2024 Abstracts

Vertical Scaling of Leaf Maintenance Respiration Through the Canopy Influences Individual Tree Carbon Budgets with Consequences for Forest Leaf Area and Biomass


Jessica Needham1* (jfneedham@lbl.gov), Charles Koven1, Sharmila Dey2, Rosie Fisher3, Ryan Knox1, Julien Lamour4, Gregory Lemieux1, Marcos Longo1, Alistair Rodgers1, Jennifer Holm1, Jeffrey Chambers1,5


1Lawrence Berkeley National Laboratory, Berkeley, CA; 2Harvard University, Cambridge, MA; 3CICERO Centre forInternational Climate Research, Oslo, Norway; 4Centre National de la Recherche Scientifique, Paris, France; 5University of California–Berkeley, CA



The balance between respiration and photosynthesis influences the carbon budget of individual plants, with consequences for ecosystem biomass and leaf area. Photosynthesis decreases with light attenuation through the canopy, but it is less well understood how leaf maintenance respiration (Rdark) scales through the canopy. Recent observations from a tropical forest in Panama suggest that decreases in Rdark may be greater than decreases in photosynthesis. Here, the project uses the Functionally Assembled Terrestrial Ecosystem Simulator (FATES) with the E3SM Land Model (ELM) to test the sensitivity of ecosystem dynamics to the vertical scaling of Rdark.

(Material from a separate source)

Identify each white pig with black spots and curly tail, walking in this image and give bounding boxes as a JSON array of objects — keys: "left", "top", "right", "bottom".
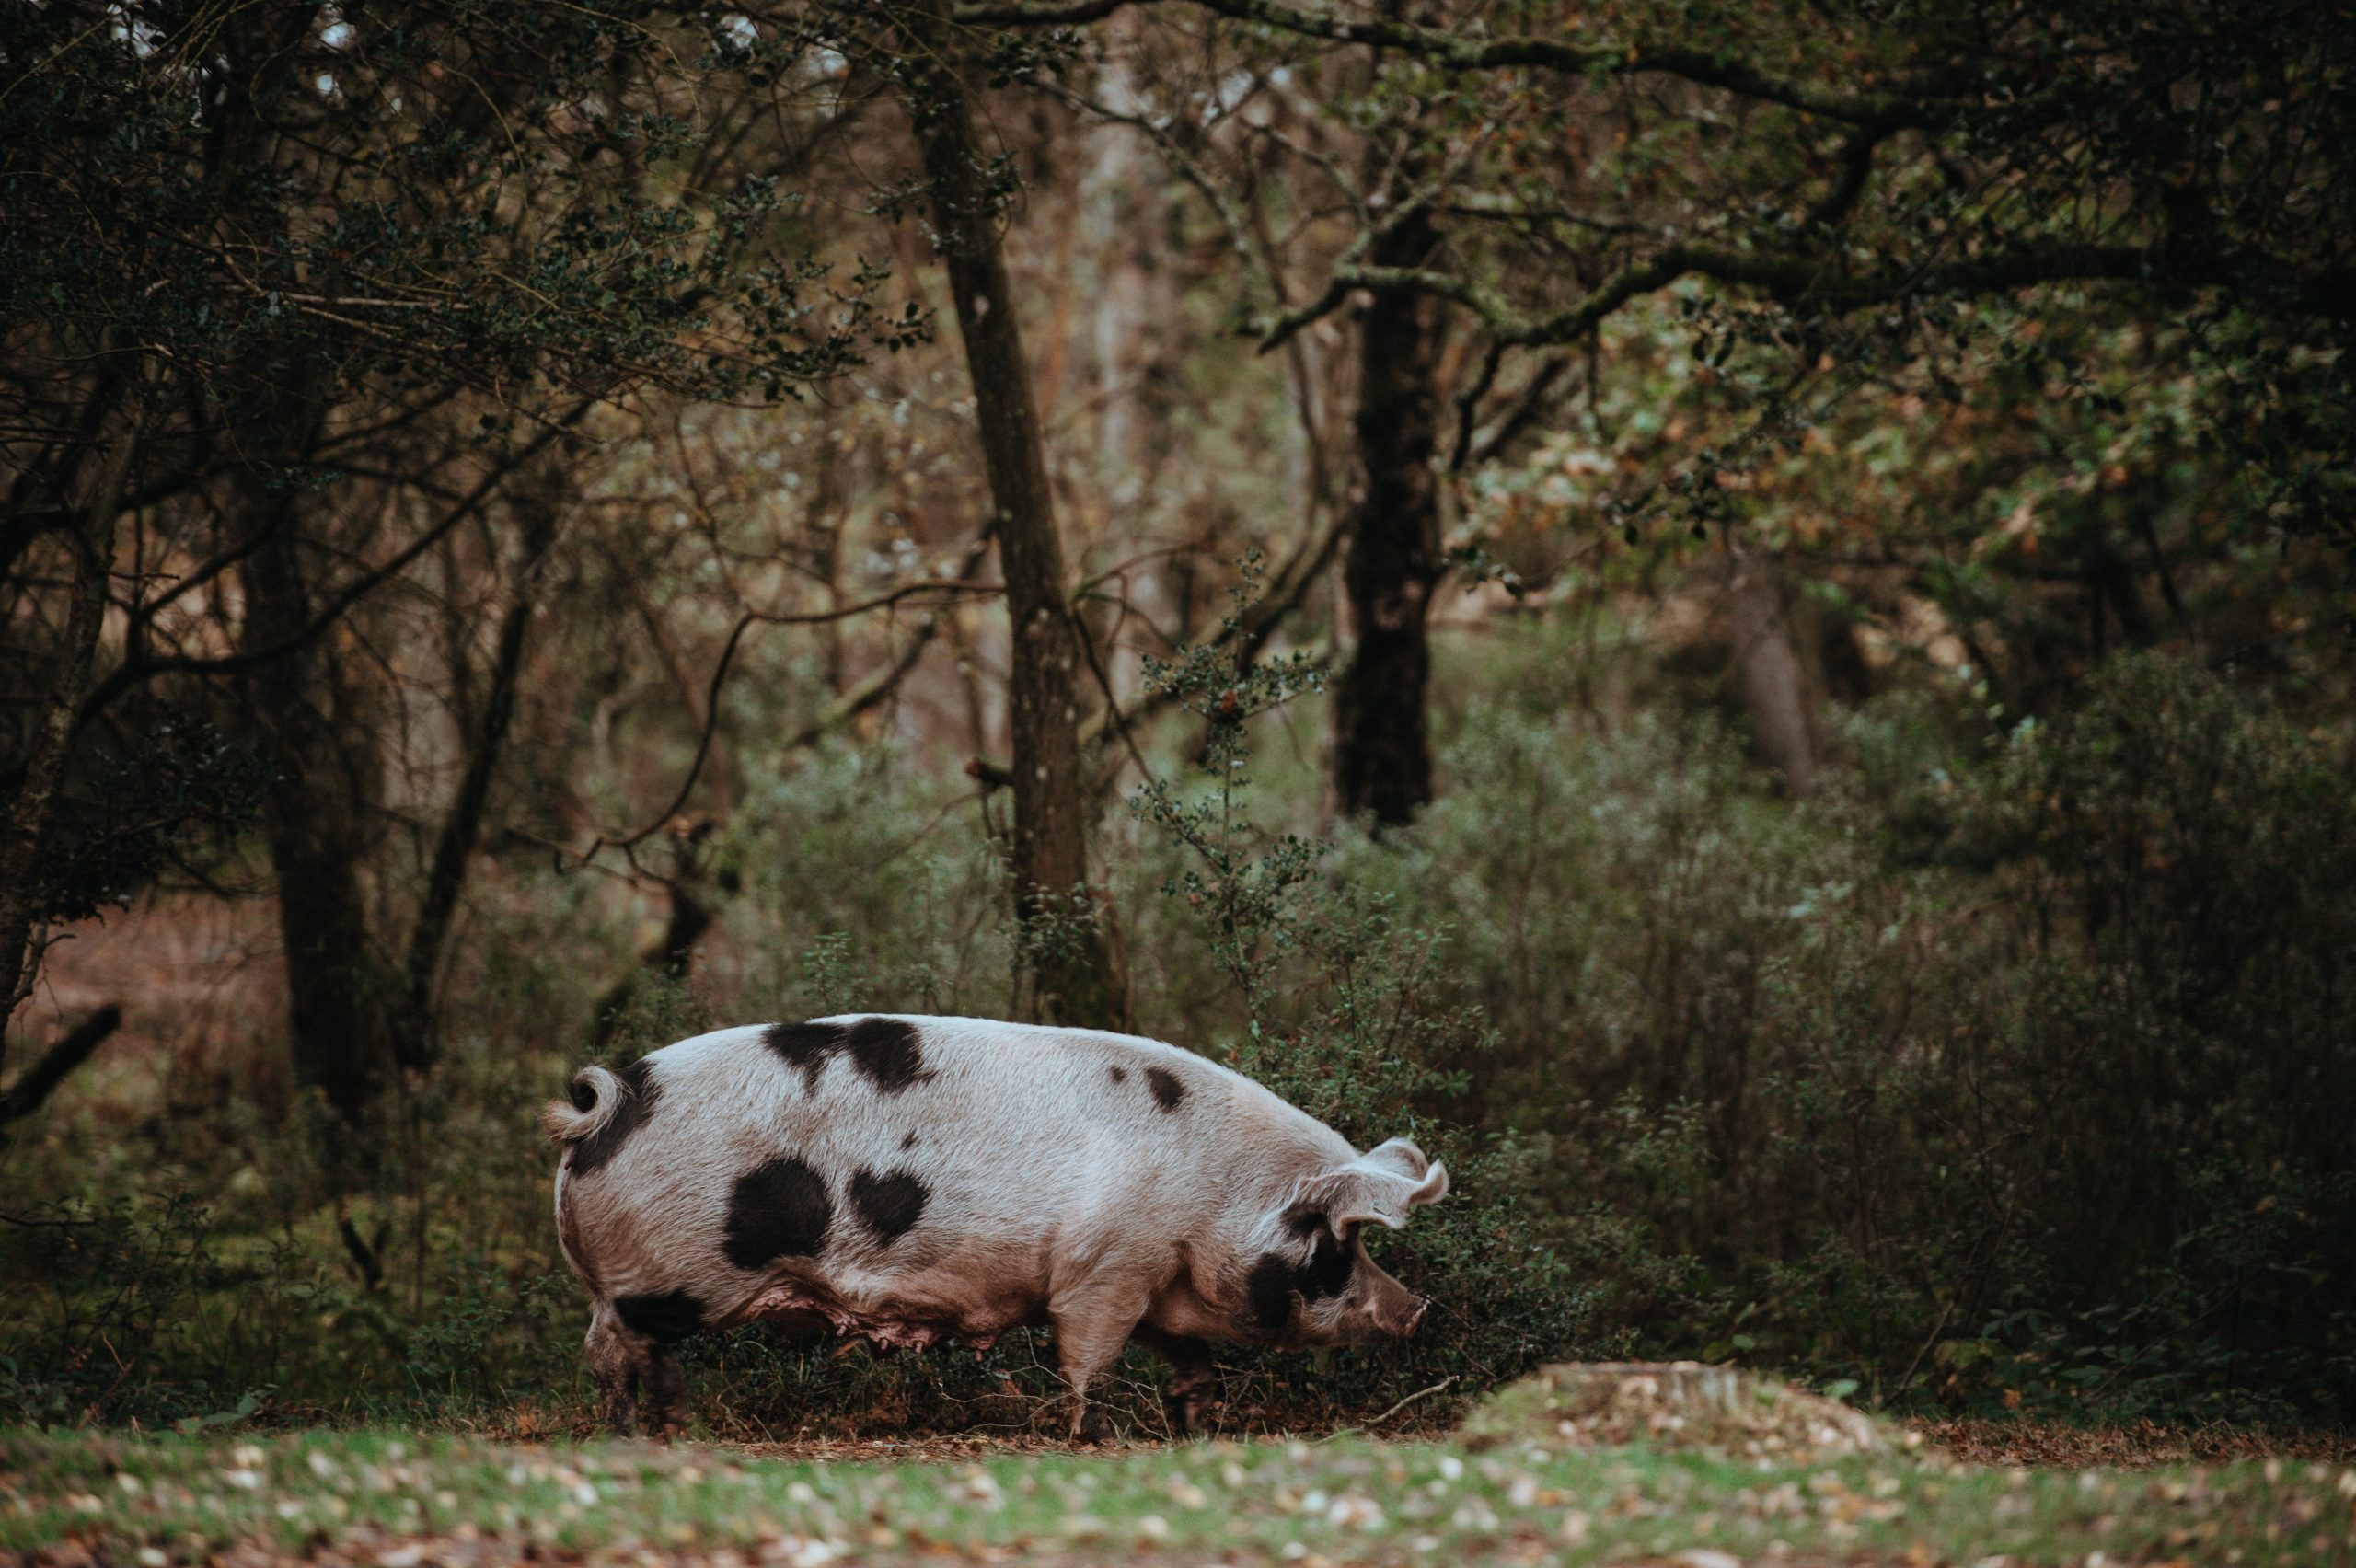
[{"left": 542, "top": 1015, "right": 1449, "bottom": 1443}]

In pantropical simulations, researchers alter the parameter k which controls the shape of the negative exponential describing the decrease in Rdark with canopy depth. The team compares simulations to a control simulation where photosynthesis and respiration are proportional through the canopy. Simulations with k decreased by 0.75, corresponding to Rdark approximately 40% lower at the bottom of the canopy, have annual understory mortality rates approximately 1.5% lower than the control. In FATES, plants dynamically adjust their target allometric leaf biomass to prevent leaf layers with a negative carbon budget, and this trimming is decreased with decreased Rdark. As a result of both increased understory survival and reductions in trimming, decreased Rdark results in a 21% increase in leaf area and a 12% increase in total vegetation biomass. Next-generation vegetation demographic models with multiple canopy layers must correctly represent the vertical scaling of photosynthesis andrespiration through the canopy. Further observations from a diversity of sites and plant functional types could help to constrain this important process.